Our north star metric is user retention, defined by the percentage of new users who joined on day 0, and send at least 1 message on day 30. As this metric is expensive to obtain (as it may hurt user experience if a bad model is deployed and tested), we have an approximate metric called mean conversation length (MCL), which averages over the total number of model responses within each conversation per test group.

Dataset size VS. MCL

In this experiment, we vary the amount of data used during model training. From ~10K examples all the way to ~60M examples. We directly observe the scaling law (i.e. the log-linear relationship between model performance and dataset size). We also observe by tuning the hyper-parameters of the base model, we obtain a delta performance improvement in model performance.

Mean conversation length (MCL) improvement over dataset size

Exogenous parameters VS. MCL

There are a couple of key exogenous parameters that can be tuned. These are a bit different from hyper parameters as they are not model-specific. We observe by tuning the context window length, there is very marginal improvement in performance. So is tuning K (defining end of conversation, i.e. remaining responses before the termination of a conversation).
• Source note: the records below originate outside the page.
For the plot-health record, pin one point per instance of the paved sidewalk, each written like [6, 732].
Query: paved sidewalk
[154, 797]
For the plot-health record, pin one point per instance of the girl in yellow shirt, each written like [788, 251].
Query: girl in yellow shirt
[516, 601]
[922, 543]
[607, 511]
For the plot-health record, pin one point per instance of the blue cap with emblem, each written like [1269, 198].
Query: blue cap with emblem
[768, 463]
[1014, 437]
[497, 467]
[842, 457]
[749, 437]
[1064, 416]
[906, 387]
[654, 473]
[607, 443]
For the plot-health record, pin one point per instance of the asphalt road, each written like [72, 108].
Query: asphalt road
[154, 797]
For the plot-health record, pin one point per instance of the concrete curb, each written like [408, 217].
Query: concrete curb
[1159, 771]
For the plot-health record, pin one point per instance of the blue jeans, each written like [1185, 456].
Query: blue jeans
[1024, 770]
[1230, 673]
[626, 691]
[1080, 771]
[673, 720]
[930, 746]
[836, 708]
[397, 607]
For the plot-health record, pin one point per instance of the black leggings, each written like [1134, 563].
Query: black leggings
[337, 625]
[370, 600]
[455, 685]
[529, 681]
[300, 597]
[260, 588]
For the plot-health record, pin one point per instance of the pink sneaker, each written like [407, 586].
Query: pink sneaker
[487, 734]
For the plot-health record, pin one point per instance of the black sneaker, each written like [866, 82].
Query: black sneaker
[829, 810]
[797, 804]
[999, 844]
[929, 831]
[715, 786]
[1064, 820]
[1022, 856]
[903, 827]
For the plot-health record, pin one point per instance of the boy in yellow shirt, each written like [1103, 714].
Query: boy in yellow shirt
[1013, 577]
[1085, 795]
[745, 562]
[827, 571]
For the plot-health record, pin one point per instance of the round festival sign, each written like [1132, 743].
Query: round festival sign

There is a log-linear relationship between performance and the number of samples drawn during rejection sampling. Unfortunately, we could not feasibly test best-of-32 and above as they induce too much latency on the platform.

User retention testing

Finally, by selecting the best hyper parameters, we observe that a joint target of retry and end of conversation achieves the best performance. Yielding over 30% improvement against the baseline!

Conclusion

In this work, we focus on developing chat AIs that are highly engaging and entertaining for users. We demonstrate through extensive A/B tests across large user groups that training reward models with human feedback followed by response selection, leads to chat AIs with longer average user interactions and higher user retention. We propose intuitive evaluation metrics, namely the mean conversation length and user retention, and investigate a range of pseudo labels that can be used to identify captivating responses that can be used to train a reward model that can score generated responses. Using our best reward model for response selection, we show that the user retention of a GPT-J 6B language model increases by over 30%, highlighting the effectiveness of using natural human-chatbot interactions for developing highly engaging chatAIs.